Tipico della sindrome di Down è un precoce invecchiamento che si manifesta con un certo declino intellettivo, soprattutto relativamente a compiti che richiedono prontezza di riflessi, buon uso della memoria a breve termine e di lavoro, orientamento spaziale, mentre minore è il declino relativamente alle capacità verbali e numeriche già acquisite. Tale declino è più marcato nel caso di una vita caratterizzata da scarsi stimoli cognitivi. Lo sviluppo comunicativo e linguistico

Rispetto ad altri individui con lo stesso livello di ritardo mentale, quelli con sindrome di Down si caratterizzano, in generale, per un buon livello di comunicazione non verbale e per prestazioni inferiori a livello di comunicazione verbale. In particolare le prestazioni verbali sono inferiori nella produzione rispetto alla comprensione. La pronuncia e l'articolazione sono danneggiate. Tali difficoltà possono permanere anche dopo l'infanzia. Problemi di udito frequenti e malformazioni della bocca e della cavità orale possono ulteriormente ostacolare la produzione linguistica.

Comportamenti disadattivi e psicopatologici I disturbi più frequenti in età minore sono: disturbo da deficit di attenzione con o

senza iperattività (Dykens et al., 2000) e comportamenti oppositori e provocatori. Con l'età adulta sono possibili disturbi depressivi circa in un individuo su 12.

Relativamente poco frequenti sono disturbi d'ansia e autismo (1-2% secondo Dykens e Volkmar, 1997). I dati di cui sopra si riferiscono a comportamenti chiaramente patologici. Se consideriamo quelli problematici, anche se non gravi, le percentuali aumentano.

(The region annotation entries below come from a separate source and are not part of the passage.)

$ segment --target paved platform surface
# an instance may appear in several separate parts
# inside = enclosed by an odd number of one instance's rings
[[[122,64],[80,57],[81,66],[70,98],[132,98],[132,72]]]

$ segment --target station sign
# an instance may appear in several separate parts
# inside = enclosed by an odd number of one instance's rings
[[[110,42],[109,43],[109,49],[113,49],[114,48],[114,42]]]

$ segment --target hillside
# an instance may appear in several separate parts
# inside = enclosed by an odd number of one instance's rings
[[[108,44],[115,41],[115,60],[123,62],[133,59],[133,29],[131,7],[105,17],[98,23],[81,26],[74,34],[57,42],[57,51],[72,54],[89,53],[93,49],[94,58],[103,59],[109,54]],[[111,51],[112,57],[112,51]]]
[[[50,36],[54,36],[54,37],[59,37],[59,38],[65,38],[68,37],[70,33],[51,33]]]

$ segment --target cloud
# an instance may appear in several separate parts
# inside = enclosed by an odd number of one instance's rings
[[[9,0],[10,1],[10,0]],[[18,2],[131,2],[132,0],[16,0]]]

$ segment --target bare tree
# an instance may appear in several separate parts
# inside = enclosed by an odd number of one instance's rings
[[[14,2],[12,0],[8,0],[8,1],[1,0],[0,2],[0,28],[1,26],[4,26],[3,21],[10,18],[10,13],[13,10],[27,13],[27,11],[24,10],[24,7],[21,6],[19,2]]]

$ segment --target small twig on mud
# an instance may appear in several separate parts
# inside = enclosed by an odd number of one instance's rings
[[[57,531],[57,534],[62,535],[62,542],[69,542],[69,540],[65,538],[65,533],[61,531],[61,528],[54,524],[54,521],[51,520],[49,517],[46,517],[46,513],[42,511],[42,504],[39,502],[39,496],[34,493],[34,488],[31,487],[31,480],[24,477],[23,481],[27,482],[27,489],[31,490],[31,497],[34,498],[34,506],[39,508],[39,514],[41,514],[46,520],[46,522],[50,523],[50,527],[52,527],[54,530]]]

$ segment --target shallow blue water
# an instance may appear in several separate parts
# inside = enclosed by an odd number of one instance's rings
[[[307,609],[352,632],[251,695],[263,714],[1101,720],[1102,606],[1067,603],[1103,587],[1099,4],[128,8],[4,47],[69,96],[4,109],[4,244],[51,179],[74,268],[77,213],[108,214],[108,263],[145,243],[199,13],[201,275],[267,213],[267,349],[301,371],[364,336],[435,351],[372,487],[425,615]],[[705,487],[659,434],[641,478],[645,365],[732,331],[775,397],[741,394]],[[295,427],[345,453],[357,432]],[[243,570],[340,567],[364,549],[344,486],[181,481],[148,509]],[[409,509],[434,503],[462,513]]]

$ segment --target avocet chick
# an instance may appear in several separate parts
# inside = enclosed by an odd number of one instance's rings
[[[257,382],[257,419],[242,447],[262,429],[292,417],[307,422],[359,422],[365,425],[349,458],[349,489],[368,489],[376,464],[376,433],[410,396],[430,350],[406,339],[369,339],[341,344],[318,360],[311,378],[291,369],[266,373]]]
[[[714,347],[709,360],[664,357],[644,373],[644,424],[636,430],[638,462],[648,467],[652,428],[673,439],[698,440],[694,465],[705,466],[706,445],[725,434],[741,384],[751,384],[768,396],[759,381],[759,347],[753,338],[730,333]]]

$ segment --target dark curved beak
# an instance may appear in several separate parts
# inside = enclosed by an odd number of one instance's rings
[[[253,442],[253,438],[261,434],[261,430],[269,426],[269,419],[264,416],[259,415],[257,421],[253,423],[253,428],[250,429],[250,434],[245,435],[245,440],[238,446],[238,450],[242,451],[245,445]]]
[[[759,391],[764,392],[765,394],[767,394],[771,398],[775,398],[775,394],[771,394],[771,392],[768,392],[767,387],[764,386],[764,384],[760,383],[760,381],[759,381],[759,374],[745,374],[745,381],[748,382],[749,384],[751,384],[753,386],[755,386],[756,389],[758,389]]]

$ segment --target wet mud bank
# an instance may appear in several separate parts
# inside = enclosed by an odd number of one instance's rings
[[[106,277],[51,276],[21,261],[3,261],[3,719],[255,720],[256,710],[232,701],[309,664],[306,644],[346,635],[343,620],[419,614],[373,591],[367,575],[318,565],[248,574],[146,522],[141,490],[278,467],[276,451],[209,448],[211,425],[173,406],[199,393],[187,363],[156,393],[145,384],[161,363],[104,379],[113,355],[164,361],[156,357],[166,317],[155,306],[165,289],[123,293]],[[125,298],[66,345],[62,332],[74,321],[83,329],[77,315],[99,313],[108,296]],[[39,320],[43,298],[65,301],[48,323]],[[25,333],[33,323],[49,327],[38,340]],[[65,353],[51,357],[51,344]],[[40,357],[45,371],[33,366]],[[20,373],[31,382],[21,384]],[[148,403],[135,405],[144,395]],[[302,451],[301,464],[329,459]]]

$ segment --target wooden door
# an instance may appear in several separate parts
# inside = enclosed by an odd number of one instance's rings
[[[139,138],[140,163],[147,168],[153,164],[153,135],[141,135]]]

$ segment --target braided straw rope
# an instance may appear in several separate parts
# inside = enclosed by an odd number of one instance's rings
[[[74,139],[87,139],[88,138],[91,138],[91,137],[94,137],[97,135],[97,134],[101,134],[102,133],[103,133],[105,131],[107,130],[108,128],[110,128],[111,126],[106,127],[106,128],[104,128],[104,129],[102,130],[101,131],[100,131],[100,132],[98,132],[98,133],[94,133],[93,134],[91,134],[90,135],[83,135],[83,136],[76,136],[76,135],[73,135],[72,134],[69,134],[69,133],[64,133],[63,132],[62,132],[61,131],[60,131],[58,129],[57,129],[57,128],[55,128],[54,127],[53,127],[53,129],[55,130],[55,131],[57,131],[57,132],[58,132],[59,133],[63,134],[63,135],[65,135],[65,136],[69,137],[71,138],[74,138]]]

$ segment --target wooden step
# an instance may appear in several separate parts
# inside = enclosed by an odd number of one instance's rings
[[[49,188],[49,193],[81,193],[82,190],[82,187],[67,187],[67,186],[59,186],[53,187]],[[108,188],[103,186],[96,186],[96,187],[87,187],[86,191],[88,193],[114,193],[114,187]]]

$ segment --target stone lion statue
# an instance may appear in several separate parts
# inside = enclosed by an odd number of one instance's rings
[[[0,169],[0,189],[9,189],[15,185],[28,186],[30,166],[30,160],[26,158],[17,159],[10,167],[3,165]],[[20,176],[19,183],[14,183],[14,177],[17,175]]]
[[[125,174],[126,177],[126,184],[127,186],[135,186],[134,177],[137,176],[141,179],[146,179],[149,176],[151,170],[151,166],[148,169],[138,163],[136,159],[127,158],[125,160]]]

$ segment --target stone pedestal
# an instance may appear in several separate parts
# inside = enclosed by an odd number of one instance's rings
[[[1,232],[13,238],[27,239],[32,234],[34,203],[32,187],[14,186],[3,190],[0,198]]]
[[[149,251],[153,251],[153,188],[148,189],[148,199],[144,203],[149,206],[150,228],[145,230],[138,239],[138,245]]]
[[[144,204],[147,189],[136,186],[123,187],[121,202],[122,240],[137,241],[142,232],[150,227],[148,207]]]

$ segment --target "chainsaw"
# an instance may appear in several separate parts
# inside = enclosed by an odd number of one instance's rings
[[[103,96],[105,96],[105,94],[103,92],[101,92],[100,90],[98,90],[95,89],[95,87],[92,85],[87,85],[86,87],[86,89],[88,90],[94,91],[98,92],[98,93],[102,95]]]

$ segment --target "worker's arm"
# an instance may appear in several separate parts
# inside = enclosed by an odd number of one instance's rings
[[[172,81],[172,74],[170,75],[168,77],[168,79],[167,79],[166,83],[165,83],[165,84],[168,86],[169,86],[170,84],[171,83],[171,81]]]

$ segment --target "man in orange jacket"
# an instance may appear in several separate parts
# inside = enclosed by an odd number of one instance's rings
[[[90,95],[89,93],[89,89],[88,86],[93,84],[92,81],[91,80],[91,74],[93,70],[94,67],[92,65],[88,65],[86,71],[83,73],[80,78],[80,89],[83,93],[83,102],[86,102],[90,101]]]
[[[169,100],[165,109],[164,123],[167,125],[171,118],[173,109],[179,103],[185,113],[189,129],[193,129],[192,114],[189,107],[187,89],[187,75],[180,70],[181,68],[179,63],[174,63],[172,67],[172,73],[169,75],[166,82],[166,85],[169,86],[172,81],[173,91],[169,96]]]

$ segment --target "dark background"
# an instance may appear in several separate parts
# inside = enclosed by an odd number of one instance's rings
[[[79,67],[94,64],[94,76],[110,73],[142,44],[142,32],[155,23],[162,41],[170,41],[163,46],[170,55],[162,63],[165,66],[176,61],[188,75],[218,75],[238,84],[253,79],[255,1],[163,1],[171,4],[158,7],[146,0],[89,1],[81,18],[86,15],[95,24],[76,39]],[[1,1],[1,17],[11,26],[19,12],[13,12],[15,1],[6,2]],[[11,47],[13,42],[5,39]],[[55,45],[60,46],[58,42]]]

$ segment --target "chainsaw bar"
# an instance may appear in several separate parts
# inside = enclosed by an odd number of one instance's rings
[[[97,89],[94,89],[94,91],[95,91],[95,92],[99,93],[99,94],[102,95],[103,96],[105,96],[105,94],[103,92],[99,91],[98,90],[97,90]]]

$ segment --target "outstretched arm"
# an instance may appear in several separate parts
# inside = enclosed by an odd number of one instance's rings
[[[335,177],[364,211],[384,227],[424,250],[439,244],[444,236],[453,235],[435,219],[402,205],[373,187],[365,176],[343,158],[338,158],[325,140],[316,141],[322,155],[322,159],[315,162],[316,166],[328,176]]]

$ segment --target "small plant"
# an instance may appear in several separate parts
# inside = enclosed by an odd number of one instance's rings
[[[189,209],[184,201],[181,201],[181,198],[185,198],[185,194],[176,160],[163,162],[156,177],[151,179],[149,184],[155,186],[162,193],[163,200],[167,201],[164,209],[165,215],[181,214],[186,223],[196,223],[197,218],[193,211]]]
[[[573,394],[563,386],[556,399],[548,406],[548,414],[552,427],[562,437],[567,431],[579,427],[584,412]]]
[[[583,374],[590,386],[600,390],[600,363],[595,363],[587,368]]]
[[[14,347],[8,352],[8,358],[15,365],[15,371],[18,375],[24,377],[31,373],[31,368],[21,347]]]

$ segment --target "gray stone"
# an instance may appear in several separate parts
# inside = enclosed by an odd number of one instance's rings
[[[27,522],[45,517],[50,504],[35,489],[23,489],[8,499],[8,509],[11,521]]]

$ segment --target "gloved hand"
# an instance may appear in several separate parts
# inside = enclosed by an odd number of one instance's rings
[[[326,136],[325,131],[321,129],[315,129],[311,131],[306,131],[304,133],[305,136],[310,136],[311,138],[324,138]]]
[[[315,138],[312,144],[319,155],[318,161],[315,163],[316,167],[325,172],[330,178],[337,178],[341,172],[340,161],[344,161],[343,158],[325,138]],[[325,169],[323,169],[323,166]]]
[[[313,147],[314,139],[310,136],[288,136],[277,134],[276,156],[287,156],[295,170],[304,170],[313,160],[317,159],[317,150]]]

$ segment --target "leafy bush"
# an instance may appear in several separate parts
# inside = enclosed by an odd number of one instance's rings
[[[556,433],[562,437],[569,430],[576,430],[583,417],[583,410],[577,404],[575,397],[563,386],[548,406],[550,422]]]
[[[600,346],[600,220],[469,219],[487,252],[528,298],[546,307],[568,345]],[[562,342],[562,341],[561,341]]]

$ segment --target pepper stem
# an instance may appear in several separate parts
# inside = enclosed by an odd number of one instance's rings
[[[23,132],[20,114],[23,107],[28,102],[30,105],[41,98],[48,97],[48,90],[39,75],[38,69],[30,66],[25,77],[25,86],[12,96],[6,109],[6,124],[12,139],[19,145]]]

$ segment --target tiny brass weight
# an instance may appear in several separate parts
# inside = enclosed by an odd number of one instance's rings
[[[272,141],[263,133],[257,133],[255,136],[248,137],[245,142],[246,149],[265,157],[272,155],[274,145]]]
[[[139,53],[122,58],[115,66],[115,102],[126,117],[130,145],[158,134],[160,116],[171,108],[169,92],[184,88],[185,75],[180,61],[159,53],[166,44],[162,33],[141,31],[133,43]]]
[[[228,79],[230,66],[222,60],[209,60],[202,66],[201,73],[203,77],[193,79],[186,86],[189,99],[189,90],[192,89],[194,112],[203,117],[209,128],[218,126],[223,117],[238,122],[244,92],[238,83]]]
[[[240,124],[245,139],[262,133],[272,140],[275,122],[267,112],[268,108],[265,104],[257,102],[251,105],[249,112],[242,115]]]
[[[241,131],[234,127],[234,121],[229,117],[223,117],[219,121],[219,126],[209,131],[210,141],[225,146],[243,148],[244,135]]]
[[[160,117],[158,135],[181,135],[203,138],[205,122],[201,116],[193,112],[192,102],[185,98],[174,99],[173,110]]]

Secondo Dykens, Shah, King e Rosner (1999) almeno un bambino con sindrome di Down su due è eccessivamente ostinato, disobbediente, polemico e impulsivo.

Rispetto all'insieme degli individui con altri tipi di ritardo mentale, invece, la sindrome di Down è meno caratterizzata da comportamenti disadattivi e psicopatologici Una eccezione a quanto sopra è costituita dai disturbi depressivi, più frequenti (6-11%) in caso di sindrome di Down. In questi casi può esserci mutismo (o quasi), passività, pensiero sconnesso, disorganizzato. Molto raro è il disturbo bipolare, cioè caratterizzato da alternanza di mania e depressione.

Complessivamente i disturbi che si presentano con maggior frequenza in queste persone sono:

comportamenti aggressivi (7,2%), disordini da deficit da attenzione (4,2%), disordini della condotta/oppositori (3,6%), comportamenti stereotipati (2,8%), disturbo depressivo maggiore (2%), demenza (1,1%), autismo (1%).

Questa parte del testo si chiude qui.